For continuity purposes, it probably would have been easier if they had established a timeframe for the original series from the getgo. There's a lot of inconsistencies in that regard I think because there was no standard. There were at least 2 competing timeframes based on the Chronology and Maps.
But those were both generated by fans and writers outside the production. Within Trek canon itself at the time, there was nothing beyond the few conflicting dialogue mentions they got. And as I said, that was pretty much by design, since Roddenberry didn't want to pin down a specific date, for fear that the show's predictions would turn out being either too optimistic or too conservative. (Although they turned out to be both, since we didn't have sleeper ships in the 1990s but we have much more advanced handheld computer-communication devices -- and more advanced gender equality -- than they had centuries in our future.)
I often think they should've set Trek considerably further in the future, given how far-flung humanity seemed to be in TOS, compared to the modern smaller-Federation model that took over once DS9 required the Federation's neighbors to be able to travel to each other's territories in a matter of days.
It probably would have made things easier. Until Strange New Worlds revised some of the dating for Star Trek history, the writers either had to twist themselves in knots to make sense of things, or gloss over it. I did like Greg Cox's The Eugenics Wars novels for giving a possible explanation of how The Eugenics Wars 'could have' happened in the 1990s using real world events.
I wouldn't leave you in the lurch, your line of inquiry and the results it got made possible the reading approach I've been taking for several years and it's been a fun collection of titles to make my way through. This is one of my favorite threads. Your Star Trek literature website also a lot of fun to wander around in.@Desert Kris I read this with great interest and was relieved to find I haven’t missed any of these links on my site.

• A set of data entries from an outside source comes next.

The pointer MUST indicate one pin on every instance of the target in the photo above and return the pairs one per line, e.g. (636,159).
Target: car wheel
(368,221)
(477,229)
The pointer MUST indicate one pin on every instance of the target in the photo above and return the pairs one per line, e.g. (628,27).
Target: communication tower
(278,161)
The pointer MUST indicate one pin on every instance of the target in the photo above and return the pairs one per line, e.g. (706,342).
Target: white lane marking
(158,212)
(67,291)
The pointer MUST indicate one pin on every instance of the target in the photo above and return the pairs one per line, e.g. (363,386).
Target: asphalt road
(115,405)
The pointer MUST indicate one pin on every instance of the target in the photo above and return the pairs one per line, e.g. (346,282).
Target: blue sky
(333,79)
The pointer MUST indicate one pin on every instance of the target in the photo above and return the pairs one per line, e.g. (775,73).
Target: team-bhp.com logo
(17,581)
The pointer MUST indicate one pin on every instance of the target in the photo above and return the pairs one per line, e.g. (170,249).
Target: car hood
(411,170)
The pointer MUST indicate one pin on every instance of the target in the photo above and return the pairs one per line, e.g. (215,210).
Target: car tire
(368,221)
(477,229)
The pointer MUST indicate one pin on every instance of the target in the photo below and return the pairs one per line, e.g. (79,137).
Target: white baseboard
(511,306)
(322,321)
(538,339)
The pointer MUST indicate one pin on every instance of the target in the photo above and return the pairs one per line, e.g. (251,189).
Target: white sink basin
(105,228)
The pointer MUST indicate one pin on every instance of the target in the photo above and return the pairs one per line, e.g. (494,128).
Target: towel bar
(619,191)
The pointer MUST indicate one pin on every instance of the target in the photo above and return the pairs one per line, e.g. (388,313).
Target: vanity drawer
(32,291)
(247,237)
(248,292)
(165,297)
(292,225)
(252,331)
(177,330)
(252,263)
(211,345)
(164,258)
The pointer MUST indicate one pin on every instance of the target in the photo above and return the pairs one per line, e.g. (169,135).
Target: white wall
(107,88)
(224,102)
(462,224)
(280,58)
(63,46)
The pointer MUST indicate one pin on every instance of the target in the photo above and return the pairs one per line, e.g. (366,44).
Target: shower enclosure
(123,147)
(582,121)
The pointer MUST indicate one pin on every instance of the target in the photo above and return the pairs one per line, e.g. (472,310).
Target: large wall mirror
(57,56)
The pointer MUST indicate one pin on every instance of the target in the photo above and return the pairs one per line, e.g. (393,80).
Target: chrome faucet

https://startreklitverse.com/the-original-series-mobile.php
It's sort of the Avengers Endgame of the 80s Star Trek novels--a number of characters from other novels get cameos or namechecks. Chris Claremont does the same sort of thing in Debt of Honor. Both stories involve a Big Crisis and a crew of lots of guest stars from the past are assembled for this mission. (There's no link in Debt of Honor to the 80s novels, though ISTR one minor character is named after Diane Duane.)I haven't reviewed A.C. Crispin's Time For Yesterday yet, but it really does connect the dots to a lot of the novels assembled in the early pages of this thread.